M-Kopa, a leading Kenyan pay-as-you-go fintech provider, is navigating tax challenges as it expands its regional footprint.

As General Manager Martin Kingori confirmed, M-Kopa has contributed Ksh.17 billion in taxes since its founding. However, due to higher taxes, the company has seen product landing costs surge by 37.5% since July 2022, prompting it to establish a local assembly facility in Nairobi to better manage expenses.

PHOTO | COURTESY M-Kopa

Compliance Director Kageni Mburu addressed recent concerns from the Kenya Revenue Authority (KRA) regarding bad debts. Mburu noted that M-Kopa has implemented strategies to address payment defaults following a Tax Appeals Tribunal ruling that fined the company Ksh.885.87 million due to insufficient documentation on management location and lousy debt from defaulters.

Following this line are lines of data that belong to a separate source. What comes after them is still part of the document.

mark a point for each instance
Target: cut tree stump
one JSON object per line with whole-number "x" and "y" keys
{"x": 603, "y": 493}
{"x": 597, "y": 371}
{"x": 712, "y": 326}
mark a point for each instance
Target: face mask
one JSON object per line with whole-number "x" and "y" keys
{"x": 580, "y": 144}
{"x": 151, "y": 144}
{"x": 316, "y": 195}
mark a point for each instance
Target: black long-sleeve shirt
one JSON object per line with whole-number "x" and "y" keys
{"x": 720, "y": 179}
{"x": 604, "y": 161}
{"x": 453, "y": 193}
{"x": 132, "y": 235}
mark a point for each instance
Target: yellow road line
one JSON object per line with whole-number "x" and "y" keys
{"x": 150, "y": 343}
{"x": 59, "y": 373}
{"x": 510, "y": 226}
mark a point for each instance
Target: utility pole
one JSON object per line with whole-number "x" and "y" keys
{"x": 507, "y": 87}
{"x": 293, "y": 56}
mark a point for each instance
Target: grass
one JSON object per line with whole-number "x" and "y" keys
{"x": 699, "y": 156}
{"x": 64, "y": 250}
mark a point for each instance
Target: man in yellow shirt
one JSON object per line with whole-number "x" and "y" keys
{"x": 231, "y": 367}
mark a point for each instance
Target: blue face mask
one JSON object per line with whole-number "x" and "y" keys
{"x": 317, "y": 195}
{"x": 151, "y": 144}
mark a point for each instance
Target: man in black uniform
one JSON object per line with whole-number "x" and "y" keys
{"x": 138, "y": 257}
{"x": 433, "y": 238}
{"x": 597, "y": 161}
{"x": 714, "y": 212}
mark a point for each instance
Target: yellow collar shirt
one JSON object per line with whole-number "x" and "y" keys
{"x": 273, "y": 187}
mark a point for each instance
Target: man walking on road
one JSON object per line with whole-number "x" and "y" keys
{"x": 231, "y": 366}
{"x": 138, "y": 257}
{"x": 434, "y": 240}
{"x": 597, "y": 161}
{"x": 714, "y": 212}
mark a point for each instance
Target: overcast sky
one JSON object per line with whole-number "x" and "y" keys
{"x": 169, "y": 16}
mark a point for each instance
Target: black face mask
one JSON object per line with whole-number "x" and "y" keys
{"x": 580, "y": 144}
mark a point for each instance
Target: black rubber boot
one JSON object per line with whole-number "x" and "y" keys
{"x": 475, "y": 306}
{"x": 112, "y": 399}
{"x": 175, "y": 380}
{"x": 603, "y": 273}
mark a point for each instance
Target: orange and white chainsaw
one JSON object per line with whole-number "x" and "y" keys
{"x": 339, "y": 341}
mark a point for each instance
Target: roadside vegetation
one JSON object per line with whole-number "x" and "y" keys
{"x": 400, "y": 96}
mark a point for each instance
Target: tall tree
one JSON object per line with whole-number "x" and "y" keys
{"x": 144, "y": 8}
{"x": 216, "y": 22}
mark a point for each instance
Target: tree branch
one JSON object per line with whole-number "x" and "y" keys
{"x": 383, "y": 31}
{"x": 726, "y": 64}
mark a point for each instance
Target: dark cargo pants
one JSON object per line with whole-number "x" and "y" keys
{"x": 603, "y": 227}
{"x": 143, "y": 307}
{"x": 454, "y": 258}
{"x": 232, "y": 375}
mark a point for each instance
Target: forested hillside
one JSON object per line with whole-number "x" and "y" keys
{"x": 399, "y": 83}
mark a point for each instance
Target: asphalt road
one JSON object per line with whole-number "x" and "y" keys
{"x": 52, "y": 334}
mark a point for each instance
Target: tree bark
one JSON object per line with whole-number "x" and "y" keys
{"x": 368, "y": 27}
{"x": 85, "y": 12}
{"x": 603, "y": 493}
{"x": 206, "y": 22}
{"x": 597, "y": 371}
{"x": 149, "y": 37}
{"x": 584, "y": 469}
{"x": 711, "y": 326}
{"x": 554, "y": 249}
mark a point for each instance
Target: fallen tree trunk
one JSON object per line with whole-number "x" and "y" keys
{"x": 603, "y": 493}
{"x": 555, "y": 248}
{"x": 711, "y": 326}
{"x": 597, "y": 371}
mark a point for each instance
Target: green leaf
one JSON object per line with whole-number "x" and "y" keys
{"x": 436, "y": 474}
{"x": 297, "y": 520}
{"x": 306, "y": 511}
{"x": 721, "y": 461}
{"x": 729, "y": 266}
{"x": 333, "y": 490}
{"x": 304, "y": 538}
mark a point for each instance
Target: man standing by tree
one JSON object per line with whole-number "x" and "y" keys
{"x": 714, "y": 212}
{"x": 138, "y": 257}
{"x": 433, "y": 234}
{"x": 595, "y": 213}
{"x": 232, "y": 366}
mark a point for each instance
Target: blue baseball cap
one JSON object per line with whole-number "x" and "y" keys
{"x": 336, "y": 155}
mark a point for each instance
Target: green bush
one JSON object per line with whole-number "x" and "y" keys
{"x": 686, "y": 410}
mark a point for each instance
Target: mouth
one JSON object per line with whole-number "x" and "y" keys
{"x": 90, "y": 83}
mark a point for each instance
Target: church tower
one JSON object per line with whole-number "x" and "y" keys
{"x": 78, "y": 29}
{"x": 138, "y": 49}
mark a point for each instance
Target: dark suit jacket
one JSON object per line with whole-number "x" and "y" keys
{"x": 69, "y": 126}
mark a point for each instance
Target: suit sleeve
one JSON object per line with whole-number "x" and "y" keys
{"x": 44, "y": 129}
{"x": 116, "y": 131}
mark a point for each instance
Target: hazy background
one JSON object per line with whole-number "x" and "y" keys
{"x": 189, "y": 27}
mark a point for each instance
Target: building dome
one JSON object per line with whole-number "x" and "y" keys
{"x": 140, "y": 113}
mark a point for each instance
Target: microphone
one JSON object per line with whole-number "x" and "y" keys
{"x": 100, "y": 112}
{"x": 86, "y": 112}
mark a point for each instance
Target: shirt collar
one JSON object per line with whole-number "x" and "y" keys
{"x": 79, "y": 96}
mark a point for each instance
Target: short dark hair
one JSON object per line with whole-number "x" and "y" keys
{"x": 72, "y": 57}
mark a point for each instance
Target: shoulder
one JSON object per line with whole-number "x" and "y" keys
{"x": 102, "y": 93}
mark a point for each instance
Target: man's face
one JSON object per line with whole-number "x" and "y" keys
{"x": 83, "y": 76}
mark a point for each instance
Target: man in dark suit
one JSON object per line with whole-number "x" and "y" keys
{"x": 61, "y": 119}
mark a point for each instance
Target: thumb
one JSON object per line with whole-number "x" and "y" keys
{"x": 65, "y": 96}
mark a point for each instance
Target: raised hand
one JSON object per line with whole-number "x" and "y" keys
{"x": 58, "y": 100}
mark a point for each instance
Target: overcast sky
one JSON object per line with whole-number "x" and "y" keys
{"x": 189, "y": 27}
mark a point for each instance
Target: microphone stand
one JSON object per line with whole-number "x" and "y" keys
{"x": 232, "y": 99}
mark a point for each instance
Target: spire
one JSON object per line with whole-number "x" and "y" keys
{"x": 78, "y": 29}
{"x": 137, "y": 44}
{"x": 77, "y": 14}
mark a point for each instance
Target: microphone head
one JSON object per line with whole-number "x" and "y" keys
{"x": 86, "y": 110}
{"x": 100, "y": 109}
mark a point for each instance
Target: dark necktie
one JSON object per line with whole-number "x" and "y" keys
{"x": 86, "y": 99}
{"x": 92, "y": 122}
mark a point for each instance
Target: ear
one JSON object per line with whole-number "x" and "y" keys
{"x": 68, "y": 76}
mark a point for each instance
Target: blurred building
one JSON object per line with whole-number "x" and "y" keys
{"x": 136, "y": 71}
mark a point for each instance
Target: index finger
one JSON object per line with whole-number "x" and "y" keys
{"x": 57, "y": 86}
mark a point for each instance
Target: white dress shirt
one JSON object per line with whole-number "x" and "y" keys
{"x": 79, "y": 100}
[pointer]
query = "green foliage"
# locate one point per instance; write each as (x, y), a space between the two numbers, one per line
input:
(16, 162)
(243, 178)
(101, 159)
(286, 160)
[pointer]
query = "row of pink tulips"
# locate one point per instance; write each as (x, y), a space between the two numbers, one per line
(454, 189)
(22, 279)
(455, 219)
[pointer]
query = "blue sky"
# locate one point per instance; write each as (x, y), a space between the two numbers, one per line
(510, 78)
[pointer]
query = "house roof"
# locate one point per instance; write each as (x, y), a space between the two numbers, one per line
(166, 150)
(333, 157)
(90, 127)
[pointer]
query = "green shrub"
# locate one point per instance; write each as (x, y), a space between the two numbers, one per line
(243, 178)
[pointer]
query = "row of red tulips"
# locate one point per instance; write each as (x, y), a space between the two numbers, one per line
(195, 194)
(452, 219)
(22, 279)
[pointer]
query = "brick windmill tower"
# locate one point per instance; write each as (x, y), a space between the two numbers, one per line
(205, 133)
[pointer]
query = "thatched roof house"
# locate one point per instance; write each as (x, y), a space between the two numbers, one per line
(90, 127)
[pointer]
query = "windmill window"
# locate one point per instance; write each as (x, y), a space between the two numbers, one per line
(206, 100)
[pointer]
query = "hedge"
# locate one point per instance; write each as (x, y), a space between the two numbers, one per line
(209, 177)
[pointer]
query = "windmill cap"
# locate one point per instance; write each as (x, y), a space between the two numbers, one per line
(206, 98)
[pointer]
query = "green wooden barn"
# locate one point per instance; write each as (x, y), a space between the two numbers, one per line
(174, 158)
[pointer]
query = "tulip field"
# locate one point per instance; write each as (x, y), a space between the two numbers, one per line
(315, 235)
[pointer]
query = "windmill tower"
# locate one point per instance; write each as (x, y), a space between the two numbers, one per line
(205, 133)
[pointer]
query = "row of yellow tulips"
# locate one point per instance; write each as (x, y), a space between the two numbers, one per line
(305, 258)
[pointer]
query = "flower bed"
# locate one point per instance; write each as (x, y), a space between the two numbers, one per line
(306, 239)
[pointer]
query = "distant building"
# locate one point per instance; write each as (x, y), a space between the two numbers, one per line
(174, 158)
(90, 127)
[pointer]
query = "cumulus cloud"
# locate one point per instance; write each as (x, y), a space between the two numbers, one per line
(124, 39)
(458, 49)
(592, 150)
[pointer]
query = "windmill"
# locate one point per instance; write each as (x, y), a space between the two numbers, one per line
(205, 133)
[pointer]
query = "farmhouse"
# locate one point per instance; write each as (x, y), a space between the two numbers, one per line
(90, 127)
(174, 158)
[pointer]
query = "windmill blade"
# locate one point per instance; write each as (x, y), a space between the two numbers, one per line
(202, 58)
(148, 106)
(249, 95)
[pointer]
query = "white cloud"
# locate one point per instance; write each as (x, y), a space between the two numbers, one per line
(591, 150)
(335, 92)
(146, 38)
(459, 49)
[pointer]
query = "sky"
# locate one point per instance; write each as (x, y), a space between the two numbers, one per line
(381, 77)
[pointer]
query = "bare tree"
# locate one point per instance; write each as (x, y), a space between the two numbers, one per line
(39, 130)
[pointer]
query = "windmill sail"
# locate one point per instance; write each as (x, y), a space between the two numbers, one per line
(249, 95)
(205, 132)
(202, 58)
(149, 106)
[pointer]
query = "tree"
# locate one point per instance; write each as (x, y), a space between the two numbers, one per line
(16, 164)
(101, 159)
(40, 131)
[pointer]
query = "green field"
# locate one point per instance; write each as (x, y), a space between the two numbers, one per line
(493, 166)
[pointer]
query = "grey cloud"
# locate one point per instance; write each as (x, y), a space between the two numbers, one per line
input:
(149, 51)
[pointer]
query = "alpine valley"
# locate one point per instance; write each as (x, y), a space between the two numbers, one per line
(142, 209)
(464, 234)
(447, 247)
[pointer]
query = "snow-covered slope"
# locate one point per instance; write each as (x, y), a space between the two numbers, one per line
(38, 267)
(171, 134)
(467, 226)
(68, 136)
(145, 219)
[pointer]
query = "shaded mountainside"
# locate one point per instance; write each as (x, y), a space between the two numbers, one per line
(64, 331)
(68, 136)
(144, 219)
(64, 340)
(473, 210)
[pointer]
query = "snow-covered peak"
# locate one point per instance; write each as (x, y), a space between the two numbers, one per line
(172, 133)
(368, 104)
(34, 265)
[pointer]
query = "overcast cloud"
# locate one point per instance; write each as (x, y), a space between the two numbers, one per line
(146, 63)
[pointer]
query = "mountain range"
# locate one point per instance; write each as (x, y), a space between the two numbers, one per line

Both KRA and M-Kopa have since filed appeals, leaving the cases unresolved. Mburu reassured that M-Kopa remains compliant regarding VAT and PAYE, underlining the company’s dedication to transparency in tax matters.

PHOTO | COURTESY M-Kopa

M-Kopa also raised concerns about the potential reintroduction of taxes on locally assembled devices, warning that such a move could affect investor confidence and disrupt local manufacturing gains.

Kingori emphasized the company’s commitment to contributing to Kenya’s economic growth and called for tax policies that support sustainable development.